My market bags also had 4 small egg plants, 2 bunches of parsley, and 1 bunch of mint leaves. I was in Lebanon!
My menu?
Aubergine Caviar
Taboulet
Grilled Lamb
Grapes

Taboulet, humus, aubergine caviar, kebbe, and more are part of the "meze", small savory dishes that are served in the Middle East as appetizers. In spite of its name, Aubergine Caviar is not fishy.

AUBERGINE CAVIAR or baba ganoush : I cut the aubergines in two lengthwise and broiled them until brown. I removed them from the oven and put them in a plastic bag that I closed with a tight knot. After 15 minutes (I was peeling the vegetables for the minestrone), I removed them from the bag and peeled them.

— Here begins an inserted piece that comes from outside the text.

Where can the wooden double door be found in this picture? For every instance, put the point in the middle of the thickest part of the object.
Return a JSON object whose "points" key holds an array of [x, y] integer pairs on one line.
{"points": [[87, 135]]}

I place them on a strainer and let them drain overnight, with some fresh lemon juice so that they do not become dark.
The following morning, I peeled a garlic clove. I mixed over medium speed the garlic clove, 1 plain yogurt (culture and milk only), two Tbsp of sesame cream (can be bought in speciality stores), salt and pepper, until the consistency was creamy. Then I added my aubergines and mixed over low speed. I do not like the aubergine caviar too smooth, so I do not mix too long. Put in a ramequin, pour some olive oil on top, and serve. I served it with small leaves of romaine salad, but it is used as a dip with pita type bread.
Update: Kath has told me (see comment) that this dish is called baba ganoush or بابا غنوج in arabic. Thank you Kath!

TABOULET:
I pressed one lemon. I put 4 Tbsp of bulgur (see below) in the lemon juice and let it soften. I chopped 1 medium onion, I placed it in a small bowl with some salt, and let it stand for a while. I chopped the two bunches of flat parsley, a handful of mint leaves (left the rest to dry in the kitchen to make mint infusion), and put the greens in a salad bowl.
I chopped and added one ripe medium tomato.
It takes sometime to chop the parsley, but beware it needs to be done by hand! The result is not the same at all if you use an electric device.
I squeezed the onion between my palms, and added it to the vegetable mix. I also added the bulgur and olive oil to taste (pretty much for a good taboulet). Let it stand for a while so that everything is impregnated with fresh flavors, and serve cool, with romaine leaves (or pita bread)
Bulgur is whole wheat that has been washed, steamed, dehulled, dry-cooled, and cracked; it is used in the Middle East.
LAMB
I bought 2 lamb chops per pseson. I marinated them in a mix of herbs and olive oil and broil them over a rack so that I did not eat the fat. Golden outside pink inside: perfect!
I served Italia type grapes for a light dessert.